I'm working on concurrent slab allocator operating on a pre-allocated memory block which has O(1) memory overhead (for types larger or equal to a usize) and initialization time with respect to the backing storage size. The current implementation uses a Treiber stack to maintain the free-list, with the next pointers being usize indices bit-tagged with the deallocation count of the slot to mitigate the ABA problem. I also plan to implement backoff strategies using thread-local state to reduce contention on the free-list head.
The API is quite simple:
Call AtomicSlab::<T>::new(storage) with a *mut [u8] pointer to pre-allocated storage
Allocate with slab.alloc(), getting an AtomicSlabPtr<T> which stores both a direct *mut T to the allocated slot, and the slot's bit-tagged index.
Free with slab.free(ptr), where ptr is the AtomicSlabPtr given by slab.alloc().

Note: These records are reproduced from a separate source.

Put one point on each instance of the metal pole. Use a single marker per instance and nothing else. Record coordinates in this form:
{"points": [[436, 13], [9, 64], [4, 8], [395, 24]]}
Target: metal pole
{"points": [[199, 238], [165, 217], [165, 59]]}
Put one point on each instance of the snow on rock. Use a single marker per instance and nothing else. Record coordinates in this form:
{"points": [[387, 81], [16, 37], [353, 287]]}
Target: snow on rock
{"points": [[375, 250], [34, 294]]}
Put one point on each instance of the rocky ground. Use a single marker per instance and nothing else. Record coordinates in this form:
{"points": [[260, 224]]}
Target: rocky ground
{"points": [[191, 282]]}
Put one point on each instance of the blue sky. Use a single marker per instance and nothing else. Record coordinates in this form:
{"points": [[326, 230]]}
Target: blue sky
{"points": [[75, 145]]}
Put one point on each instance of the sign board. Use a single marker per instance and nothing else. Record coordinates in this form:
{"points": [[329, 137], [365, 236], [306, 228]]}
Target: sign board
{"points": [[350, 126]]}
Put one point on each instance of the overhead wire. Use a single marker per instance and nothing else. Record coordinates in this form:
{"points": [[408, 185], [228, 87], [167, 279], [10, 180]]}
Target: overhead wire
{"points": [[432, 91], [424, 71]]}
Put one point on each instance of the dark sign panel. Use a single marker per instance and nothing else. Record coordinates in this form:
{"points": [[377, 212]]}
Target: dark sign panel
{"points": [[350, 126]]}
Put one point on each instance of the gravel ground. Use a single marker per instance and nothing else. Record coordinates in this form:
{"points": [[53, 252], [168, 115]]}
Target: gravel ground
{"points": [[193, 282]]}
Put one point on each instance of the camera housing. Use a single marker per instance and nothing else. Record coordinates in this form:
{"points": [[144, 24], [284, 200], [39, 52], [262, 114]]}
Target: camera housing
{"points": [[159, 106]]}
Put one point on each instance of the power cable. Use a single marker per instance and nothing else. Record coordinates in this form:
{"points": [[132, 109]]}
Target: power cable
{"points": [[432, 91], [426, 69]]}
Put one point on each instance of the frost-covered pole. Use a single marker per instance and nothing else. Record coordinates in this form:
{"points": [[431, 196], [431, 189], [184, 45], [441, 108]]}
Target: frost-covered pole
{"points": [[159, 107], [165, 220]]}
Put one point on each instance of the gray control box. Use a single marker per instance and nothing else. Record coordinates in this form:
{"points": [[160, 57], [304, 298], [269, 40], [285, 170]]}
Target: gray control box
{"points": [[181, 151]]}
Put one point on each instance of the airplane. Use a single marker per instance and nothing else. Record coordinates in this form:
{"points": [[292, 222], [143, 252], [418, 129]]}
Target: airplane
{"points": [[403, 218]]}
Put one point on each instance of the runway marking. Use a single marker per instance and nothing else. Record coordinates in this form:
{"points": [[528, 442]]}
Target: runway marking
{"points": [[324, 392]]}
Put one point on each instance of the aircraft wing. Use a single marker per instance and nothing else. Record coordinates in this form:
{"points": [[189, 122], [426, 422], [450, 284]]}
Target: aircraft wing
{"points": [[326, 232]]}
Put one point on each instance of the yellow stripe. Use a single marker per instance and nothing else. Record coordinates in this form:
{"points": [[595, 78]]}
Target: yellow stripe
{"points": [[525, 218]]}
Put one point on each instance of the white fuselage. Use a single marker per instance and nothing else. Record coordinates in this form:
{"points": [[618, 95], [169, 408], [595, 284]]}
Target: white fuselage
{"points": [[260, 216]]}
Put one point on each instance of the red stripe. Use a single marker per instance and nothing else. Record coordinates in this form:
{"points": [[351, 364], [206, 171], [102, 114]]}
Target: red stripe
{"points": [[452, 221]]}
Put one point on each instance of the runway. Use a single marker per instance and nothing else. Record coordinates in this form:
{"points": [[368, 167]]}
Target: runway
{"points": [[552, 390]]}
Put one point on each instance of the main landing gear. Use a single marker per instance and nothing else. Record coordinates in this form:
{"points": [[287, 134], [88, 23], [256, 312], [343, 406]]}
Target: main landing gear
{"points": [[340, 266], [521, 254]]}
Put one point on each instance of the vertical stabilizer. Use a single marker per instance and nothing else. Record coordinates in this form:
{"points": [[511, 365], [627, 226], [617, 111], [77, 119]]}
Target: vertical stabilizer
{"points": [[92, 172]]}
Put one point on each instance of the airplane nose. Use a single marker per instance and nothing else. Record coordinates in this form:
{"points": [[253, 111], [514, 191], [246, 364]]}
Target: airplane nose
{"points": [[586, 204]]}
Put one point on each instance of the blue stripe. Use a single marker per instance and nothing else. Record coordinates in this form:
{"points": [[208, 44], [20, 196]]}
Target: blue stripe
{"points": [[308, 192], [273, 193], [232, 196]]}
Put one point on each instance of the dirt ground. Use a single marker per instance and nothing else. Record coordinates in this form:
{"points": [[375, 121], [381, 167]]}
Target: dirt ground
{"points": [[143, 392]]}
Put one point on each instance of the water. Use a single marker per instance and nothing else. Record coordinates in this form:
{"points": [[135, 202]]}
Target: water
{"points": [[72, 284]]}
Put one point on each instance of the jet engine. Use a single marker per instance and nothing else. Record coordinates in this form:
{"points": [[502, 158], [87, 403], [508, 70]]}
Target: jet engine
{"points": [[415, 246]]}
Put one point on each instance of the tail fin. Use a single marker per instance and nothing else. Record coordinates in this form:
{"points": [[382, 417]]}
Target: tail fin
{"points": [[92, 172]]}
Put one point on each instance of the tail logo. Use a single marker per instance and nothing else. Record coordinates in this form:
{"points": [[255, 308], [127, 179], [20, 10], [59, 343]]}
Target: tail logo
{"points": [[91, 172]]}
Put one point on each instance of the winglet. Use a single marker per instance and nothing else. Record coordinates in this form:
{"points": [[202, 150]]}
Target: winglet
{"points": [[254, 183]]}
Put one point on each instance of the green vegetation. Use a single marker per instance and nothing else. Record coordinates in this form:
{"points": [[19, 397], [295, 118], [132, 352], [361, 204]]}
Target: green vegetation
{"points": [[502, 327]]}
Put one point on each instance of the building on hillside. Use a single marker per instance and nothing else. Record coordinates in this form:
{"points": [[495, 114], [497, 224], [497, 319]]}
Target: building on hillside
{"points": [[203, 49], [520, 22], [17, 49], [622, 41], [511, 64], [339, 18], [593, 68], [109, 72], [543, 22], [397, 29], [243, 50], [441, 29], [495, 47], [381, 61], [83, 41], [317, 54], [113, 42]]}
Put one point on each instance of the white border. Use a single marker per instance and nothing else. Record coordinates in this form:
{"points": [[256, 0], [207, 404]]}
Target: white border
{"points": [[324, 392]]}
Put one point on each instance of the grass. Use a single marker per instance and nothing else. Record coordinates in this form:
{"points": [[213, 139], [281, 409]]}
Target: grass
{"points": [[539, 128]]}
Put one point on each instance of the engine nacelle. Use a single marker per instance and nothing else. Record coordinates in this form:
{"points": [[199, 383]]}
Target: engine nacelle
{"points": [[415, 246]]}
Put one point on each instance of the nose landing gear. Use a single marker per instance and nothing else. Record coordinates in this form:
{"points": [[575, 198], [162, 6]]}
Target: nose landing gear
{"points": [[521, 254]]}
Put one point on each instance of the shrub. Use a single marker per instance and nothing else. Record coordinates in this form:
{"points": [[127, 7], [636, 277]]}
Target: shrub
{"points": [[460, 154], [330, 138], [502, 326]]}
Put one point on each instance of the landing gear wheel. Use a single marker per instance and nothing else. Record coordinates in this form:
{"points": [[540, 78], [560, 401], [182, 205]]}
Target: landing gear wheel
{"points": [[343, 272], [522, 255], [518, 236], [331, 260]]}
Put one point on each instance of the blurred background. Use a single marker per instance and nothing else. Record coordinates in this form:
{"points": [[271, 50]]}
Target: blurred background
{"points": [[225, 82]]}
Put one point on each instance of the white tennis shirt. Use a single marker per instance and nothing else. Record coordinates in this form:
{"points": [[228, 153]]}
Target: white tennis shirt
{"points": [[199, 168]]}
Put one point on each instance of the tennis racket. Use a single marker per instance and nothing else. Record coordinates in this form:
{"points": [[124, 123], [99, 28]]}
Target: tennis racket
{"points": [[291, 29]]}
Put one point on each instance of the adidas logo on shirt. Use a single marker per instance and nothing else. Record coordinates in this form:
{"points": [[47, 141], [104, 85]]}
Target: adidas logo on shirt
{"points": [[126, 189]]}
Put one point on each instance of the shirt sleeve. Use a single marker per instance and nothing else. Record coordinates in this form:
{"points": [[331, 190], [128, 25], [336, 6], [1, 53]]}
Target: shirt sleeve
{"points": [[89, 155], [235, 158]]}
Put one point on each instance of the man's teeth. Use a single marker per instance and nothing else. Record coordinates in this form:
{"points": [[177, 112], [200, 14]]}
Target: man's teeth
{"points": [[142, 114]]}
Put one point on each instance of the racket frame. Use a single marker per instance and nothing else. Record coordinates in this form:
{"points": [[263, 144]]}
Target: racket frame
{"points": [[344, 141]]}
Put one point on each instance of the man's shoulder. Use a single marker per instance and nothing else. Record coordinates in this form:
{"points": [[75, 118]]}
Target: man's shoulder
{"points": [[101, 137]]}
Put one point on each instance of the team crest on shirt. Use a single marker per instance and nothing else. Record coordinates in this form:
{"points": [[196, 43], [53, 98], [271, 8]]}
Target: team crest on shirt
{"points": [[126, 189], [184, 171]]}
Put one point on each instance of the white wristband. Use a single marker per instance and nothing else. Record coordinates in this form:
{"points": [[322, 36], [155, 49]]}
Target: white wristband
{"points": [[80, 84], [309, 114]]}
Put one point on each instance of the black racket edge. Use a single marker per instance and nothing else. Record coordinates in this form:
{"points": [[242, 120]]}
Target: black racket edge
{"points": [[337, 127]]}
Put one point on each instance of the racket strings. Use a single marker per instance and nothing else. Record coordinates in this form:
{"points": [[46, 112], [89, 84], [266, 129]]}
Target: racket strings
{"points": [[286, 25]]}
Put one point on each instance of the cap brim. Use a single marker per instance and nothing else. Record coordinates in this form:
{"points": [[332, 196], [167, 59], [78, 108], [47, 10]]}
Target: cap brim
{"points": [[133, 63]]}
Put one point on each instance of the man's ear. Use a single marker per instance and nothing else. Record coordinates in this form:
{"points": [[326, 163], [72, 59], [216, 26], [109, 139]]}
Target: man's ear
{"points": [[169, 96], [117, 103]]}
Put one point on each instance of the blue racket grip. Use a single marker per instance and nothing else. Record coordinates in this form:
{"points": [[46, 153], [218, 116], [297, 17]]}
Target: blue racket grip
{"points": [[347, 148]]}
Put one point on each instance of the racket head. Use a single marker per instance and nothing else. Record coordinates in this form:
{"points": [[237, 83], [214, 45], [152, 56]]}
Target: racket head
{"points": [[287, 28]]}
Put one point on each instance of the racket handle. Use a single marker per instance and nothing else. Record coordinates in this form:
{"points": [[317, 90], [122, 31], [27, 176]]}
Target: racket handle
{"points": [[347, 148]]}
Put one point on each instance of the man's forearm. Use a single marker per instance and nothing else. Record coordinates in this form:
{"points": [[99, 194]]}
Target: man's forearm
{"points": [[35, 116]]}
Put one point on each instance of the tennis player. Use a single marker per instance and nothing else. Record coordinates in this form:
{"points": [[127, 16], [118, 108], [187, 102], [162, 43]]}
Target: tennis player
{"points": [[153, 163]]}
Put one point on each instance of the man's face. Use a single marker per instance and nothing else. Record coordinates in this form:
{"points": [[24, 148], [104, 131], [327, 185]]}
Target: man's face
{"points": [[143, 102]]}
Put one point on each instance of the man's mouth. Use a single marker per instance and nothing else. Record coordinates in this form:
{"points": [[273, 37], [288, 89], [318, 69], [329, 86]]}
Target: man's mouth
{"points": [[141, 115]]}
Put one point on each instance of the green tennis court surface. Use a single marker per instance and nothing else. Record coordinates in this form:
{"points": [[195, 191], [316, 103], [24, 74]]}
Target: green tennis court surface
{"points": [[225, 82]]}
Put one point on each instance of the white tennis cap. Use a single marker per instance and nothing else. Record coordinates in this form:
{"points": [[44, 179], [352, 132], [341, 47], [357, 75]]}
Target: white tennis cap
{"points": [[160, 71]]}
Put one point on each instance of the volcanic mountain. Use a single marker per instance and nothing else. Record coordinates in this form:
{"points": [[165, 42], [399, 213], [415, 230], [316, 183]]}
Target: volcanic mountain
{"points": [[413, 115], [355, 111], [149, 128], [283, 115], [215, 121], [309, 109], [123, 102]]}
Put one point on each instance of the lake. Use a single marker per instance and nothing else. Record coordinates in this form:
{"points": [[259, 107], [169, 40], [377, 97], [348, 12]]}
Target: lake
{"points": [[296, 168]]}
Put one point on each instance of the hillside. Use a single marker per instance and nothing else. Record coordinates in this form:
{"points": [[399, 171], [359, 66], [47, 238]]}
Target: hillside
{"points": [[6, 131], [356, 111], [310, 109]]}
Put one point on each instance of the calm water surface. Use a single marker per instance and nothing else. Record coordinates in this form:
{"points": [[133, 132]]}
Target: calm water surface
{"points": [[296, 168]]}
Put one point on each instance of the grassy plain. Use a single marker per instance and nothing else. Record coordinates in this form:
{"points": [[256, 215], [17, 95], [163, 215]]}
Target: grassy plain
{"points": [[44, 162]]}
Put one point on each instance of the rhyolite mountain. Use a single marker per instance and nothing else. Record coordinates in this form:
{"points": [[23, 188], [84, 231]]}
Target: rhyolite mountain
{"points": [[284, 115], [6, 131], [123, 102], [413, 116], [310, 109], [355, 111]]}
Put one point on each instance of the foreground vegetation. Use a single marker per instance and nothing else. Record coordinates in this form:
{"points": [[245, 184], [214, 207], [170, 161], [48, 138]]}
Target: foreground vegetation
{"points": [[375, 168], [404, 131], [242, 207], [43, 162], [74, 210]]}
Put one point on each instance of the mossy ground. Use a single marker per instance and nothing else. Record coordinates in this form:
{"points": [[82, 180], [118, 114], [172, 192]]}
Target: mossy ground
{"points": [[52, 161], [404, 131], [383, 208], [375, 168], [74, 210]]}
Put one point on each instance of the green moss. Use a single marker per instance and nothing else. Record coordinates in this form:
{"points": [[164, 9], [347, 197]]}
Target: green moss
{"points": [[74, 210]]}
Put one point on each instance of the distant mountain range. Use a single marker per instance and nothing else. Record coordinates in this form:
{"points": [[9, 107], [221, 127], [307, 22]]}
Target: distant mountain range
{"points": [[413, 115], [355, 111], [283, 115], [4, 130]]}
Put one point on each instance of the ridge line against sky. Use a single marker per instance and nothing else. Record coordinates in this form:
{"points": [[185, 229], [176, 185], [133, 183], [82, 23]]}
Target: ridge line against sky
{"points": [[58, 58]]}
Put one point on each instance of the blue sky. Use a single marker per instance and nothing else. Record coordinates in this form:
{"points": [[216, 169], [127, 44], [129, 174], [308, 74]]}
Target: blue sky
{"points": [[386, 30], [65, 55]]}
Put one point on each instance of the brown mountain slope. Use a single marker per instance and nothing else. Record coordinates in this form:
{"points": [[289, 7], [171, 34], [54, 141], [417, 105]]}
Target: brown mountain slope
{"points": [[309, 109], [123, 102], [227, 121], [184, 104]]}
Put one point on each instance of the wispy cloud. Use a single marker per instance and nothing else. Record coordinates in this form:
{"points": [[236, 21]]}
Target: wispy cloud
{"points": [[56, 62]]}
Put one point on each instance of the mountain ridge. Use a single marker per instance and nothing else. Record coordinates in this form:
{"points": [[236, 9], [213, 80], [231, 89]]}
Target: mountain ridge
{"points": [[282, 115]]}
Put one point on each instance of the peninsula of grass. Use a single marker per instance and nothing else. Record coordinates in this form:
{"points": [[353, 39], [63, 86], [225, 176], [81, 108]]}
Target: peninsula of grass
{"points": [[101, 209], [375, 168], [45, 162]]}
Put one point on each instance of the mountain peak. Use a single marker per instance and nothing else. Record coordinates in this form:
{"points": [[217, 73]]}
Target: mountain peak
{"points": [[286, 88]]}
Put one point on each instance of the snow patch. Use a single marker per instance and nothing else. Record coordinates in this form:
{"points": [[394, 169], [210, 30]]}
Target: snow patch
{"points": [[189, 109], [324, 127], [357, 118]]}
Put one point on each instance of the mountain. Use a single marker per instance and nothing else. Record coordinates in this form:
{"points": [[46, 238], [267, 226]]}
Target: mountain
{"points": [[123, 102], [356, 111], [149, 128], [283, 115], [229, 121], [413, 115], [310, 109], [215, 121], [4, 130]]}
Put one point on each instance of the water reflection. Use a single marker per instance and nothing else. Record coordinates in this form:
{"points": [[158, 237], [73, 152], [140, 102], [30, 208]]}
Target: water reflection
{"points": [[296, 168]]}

In order to achieve O(1) memory overhead, I stored the free-list next pointer in a union with the storage slot for a value, which can safely be done for a non-concurrent slab allocator. However, in a concurrent scenario, we can create a data race:
Thread A and B call alloc() and enter the CAS loop, reading the same free-list head.
Thread A succeeds the CAS and becomes the owner of the memory slot corresponding to head.
Thread A writes a value to head's memory slot.
Thread B reads from the now-old head's next to prepare for the CAS.
Thread B's tries to CAS the free-list head next pointer, which fails as its value of head is outdated.
So, steps 3 and 4 constitute a data race, which both Miri and TSAN are able to detect. I'm quite confident that when the CAS succeeds such a race cannot happen, so the data race is "safe" (see a proof sketch at line 221 in the playground code). But this doesn't change the fact that, from what I understand about the Rust/C++11 memory model, data races are always UB.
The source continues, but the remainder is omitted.